Mean 5.5 instructions were visited during the search and the worst case was 33 instructions.
So I think the cost of doing this is low.

I am still in two minds about whether to do this or stop lowering kills to block terminators, but this is the smaller change.

Alternatively, you could create the set of blocks containing a kill in advance - by looking at function declarations in the module, and if a kill is found then checking its users to find blocks. Whether that would be better depends on how often hasKill() is called, though.

llvm/lib/Target/AMDGPU/SIAnnotateControlFlow.cpp
187

Bail out if calling convention is not CallingConv::AMDGPU_PS ?

What about kills in transitive successors? I really don't like how kill isn't considered a terminator.

Thank you Piotr and Matt for your comments.

Since I don't really like kills being terminators either, I am going to investigate changing that before pushing this further.
I will return to this if changing kill behaviour seem in tractable.

llvm/lib/Target/AMDGPU/SIAnnotateControlFlow.cpp
187

Kills are valid in other calling conventions.

Thank you Piotr and Matt for your comments.

Since I don't really like kills being terminators either, I am going to investigate changing that before pushing this further.

No, no. The exact opposite. My problem is the IR kill intrinsic is not a terminator.

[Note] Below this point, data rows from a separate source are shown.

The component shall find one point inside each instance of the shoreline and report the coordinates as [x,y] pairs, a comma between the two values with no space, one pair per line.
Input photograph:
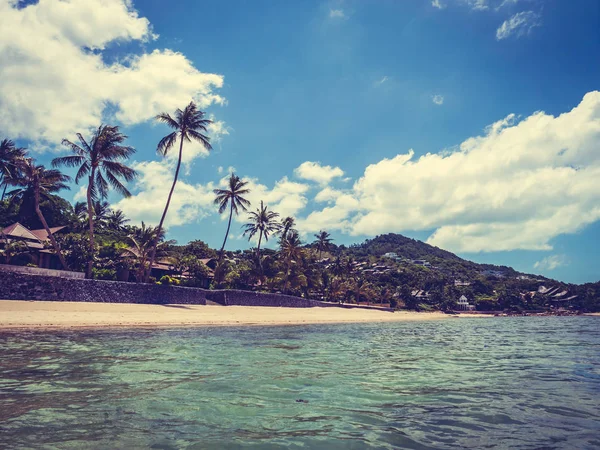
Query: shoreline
[42,315]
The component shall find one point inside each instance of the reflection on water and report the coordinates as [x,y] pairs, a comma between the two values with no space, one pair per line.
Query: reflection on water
[476,383]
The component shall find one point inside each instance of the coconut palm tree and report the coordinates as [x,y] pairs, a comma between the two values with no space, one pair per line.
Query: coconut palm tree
[189,124]
[34,182]
[323,242]
[101,159]
[141,243]
[291,252]
[232,197]
[263,222]
[10,158]
[116,220]
[287,225]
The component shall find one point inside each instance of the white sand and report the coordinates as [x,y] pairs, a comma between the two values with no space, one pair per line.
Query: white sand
[34,314]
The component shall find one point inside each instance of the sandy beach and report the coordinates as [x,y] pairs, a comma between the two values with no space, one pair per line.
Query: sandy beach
[38,314]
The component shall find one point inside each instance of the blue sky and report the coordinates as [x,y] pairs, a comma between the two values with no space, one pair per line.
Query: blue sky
[319,104]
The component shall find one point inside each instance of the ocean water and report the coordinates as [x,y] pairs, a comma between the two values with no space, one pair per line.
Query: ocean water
[519,383]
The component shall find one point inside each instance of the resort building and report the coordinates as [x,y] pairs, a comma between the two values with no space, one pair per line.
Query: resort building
[464,305]
[36,248]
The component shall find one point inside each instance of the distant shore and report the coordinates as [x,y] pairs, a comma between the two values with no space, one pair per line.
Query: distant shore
[15,314]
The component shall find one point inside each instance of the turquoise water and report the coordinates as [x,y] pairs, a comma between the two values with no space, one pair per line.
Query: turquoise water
[526,383]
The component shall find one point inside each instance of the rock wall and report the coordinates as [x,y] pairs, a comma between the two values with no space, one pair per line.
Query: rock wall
[18,286]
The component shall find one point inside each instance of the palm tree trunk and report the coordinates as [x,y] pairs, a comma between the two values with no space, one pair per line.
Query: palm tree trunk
[90,264]
[162,219]
[47,228]
[258,253]
[227,232]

In the MIR exec modifications should be terminators as that's the only real mechanism for ensuring correct spill placement around them

Since I don't really like kills being terminators either, I am going to investigate changing that before pushing this further.

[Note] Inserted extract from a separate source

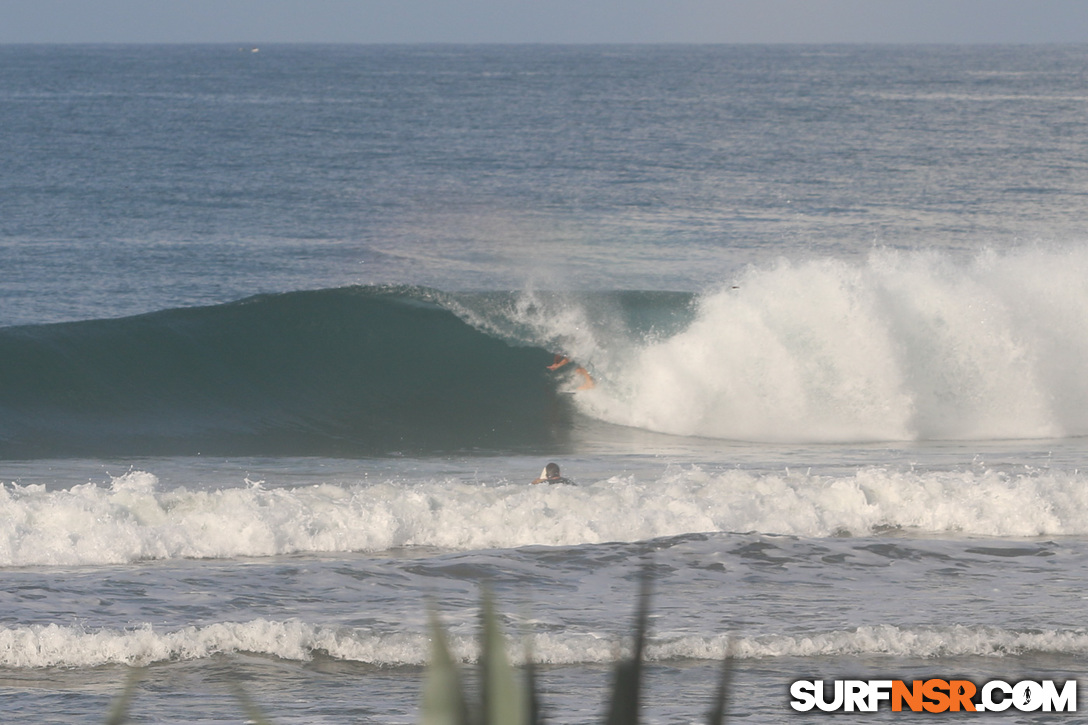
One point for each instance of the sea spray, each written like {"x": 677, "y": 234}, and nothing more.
{"x": 133, "y": 520}
{"x": 898, "y": 346}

No, no. The exact opposite. My problem is the IR kill intrinsic is not a terminator. In the MIR exec modifications should be terminators as that's the only real mechanism for ensuring correct spill placement around them

Ah sorry, I did indeed misread your "isn't" as "is".
Can intrinsics even be terminators?
Or are you suggesting that we should split the block at the kill in the IR level very early in the backend?

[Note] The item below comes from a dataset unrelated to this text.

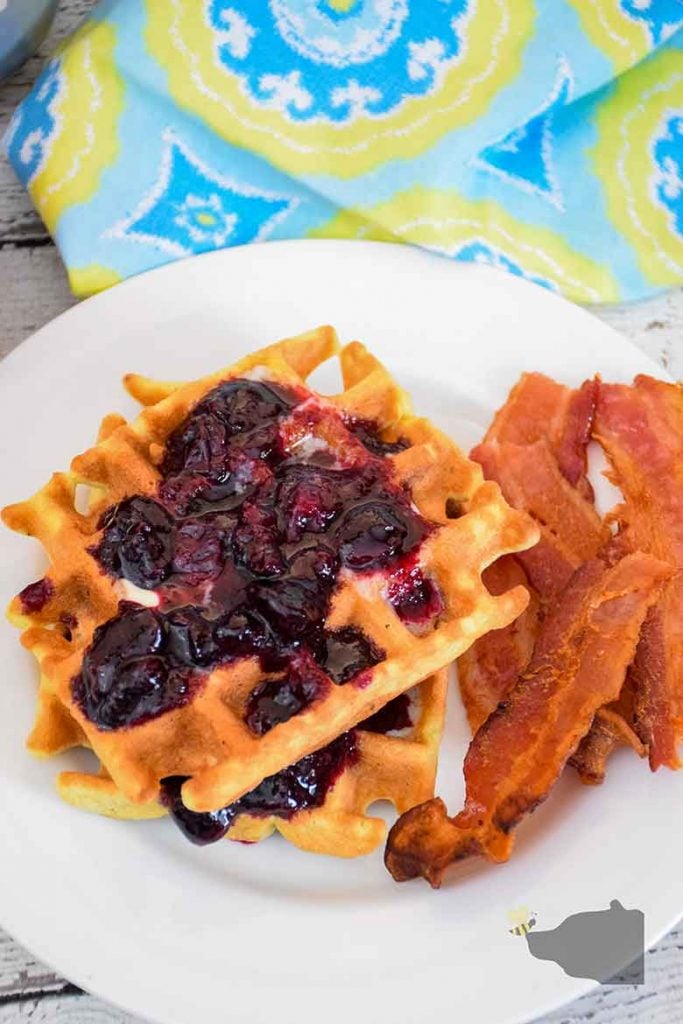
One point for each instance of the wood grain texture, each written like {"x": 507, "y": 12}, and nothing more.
{"x": 33, "y": 291}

Since I don't really like kills being terminators either, I am going to investigate changing that before pushing this further.

No, no. The exact opposite. My problem is the IR kill intrinsic is not a terminator. In the MIR exec modifications should be terminators as that's the only real mechanism for ensuring correct spill placement around them

Ah sorry, I did indeed misread your "isn't" as "is".
Can intrinsics even be terminators?

Almost. Recently the callbr instruction was added. I was thinking about using it for kills, but I haven't thought about this too carefully

Or are you suggesting that we should split the block at the kill in the IR level very early in the backend?

My initial thought is splitting blocks in the IR wouldn't be helpful. IR transforms are more likely to glue these blocks right back together again. Overall I'm more interested in moving towards the wave transform control flow lowering rather than thinking about how to improve the current IR pass flow

! In D97427#2587524, @arsenm wrote:

! In D97427#2587522, @critson wrote:
Or are you suggesting that we should split the block at the kill in the IR level very early in the backend?

My initial thought is splitting blocks in the IR wouldn't be helpful. IR transforms are more likely to glue these blocks right back together again. Overall I'm more interested in moving towards the wave transform control flow lowering rather than thinking about how to improve the current IR pass flow

I agree that focusing our energy on wave transform control flow is the way to go.
However, this is a legitimate bug causing Piglet test failures for Mesa so it would be good to fix it.

Returning to your question about "transitive successors".
I do not think this is an issue -- the problem is with else being put in the same block as a kill causing that kill to executed as if it was part of the preceding if-branch.
If we place an else in a transitive successor then that implies the kill was genuinely part of the if-branch, which is fine.

arsenm accepted this revision.Mar 10 2021, 5:54 AM
This revision is now accepted and ready to land.Mar 10 2021, 5:54 AM

Returning to your question about "transitive successors".
I do not think this is an issue -- the problem is with else being put in the same block as a kill causing that kill to executed as if it was part of the preceding if-branch.
If we place an else in a transitive successor then that implies the kill was genuinely part of the if-branch, which is fine.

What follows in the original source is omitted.